Anemone is investigating network and systems management from the edges of the network, initially focusing on enterprise network management. It aims to build a network management platform based around two main components: (i) endsystem flow monitoring, providing the inputs to the system; and (ii) monitoring of the network routeing protocols, providing current system configuration. By aggregating and querying these data sources in a distributed fashion, Anemone will provide a platform on which network management applications can be built to provide tools for visualization, what-if analysis, and control of the network.
While edge based approach seems interesting, it is research and out of my leage. I leave it to experts like to give a review at a later time :-) A review I will read with much interest if and when it arrives!
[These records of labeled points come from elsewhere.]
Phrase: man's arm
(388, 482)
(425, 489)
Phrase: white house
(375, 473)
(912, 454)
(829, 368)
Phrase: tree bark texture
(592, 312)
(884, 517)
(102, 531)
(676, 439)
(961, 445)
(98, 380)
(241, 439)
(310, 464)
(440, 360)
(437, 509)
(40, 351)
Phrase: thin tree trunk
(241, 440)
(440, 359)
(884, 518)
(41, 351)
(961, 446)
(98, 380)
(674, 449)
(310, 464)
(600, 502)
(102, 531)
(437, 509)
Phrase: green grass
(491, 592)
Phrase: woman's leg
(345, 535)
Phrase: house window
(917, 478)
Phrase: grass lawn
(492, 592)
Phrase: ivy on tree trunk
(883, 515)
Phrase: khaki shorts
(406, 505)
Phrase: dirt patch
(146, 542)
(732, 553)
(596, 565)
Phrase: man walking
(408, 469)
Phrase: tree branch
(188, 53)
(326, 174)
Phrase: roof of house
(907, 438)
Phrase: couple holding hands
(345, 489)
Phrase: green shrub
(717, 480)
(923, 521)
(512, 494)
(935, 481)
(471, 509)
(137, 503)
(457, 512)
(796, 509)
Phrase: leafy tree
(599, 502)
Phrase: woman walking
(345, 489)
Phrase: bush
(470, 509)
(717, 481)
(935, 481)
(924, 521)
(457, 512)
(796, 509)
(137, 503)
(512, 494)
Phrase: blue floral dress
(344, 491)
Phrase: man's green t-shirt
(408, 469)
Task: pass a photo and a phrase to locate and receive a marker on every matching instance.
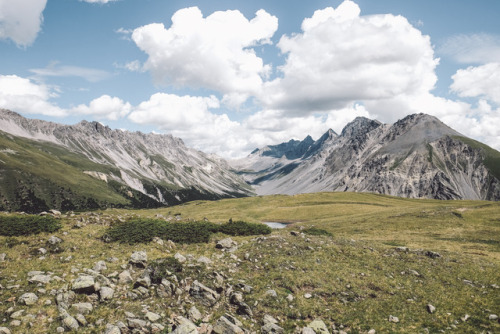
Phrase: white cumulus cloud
(481, 81)
(213, 52)
(20, 20)
(24, 96)
(342, 57)
(104, 107)
(98, 1)
(473, 48)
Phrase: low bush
(316, 231)
(243, 228)
(12, 226)
(143, 230)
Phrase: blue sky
(229, 76)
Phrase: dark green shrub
(162, 268)
(144, 230)
(243, 228)
(27, 225)
(316, 231)
(141, 230)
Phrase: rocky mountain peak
(360, 125)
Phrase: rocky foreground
(288, 282)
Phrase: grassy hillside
(491, 156)
(466, 226)
(37, 176)
(384, 257)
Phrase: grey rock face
(138, 157)
(228, 325)
(43, 279)
(226, 243)
(203, 294)
(83, 308)
(184, 326)
(139, 259)
(124, 277)
(84, 284)
(106, 293)
(70, 323)
(319, 327)
(28, 299)
(271, 328)
(53, 240)
(416, 157)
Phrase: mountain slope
(416, 157)
(88, 165)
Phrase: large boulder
(228, 324)
(84, 284)
(184, 326)
(28, 298)
(139, 259)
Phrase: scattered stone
(83, 308)
(136, 323)
(143, 280)
(53, 240)
(106, 293)
(226, 243)
(184, 326)
(100, 266)
(393, 319)
(159, 241)
(205, 260)
(111, 329)
(228, 324)
(15, 323)
(17, 314)
(124, 277)
(39, 278)
(179, 257)
(433, 255)
(271, 293)
(319, 327)
(205, 295)
(139, 259)
(153, 317)
(269, 319)
(70, 323)
(194, 314)
(84, 284)
(414, 272)
(55, 212)
(271, 328)
(81, 319)
(28, 298)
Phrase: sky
(229, 76)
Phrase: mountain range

Anyway, the original post mentioned use of event tracing for Windows:
To evaluate the per-endsystem CPU overhead we constructed a prototype flow capture system using the ETW event system [Event Tracing for Windows]. ETW is a low overhead event posting infrastructure built into the Windows OS, and so a straightforward usage where an event is posted per-packet introduces overhead proportional to the number of packets per second processed by an endsystem.It sounded intesting, going on to the Microsoft website explanation:
Event tracing is a technique for obtaining diagnostic information about running code without the overhead of a checked build or use of a debugger. An event represents any discrete activity that is of interest, especially with respect to performance.This is interesting, but for the developer, with source code access.Developers can implement event tracing in a driver by using the Microsoft Windows software trace preprocessor (WPP). WPP software tracing in kernel-mode drivers supplements and enhances Windows Management Instrumentation (WMI) event tracing by adding conventions and mechanisms that simplify tracing the operation of a driver. WPP event tracing is implemented by adding certain C preprocessor directives and WPP macro calls to the driver source code. During an event tracing session, WPP logs real-time binary messages that can subsequently be converted to a human-readable trace of driver operations.
I dont see how Event tracing can help an administrator trace and debug events on servers or clients. Perhaps I am mistaken?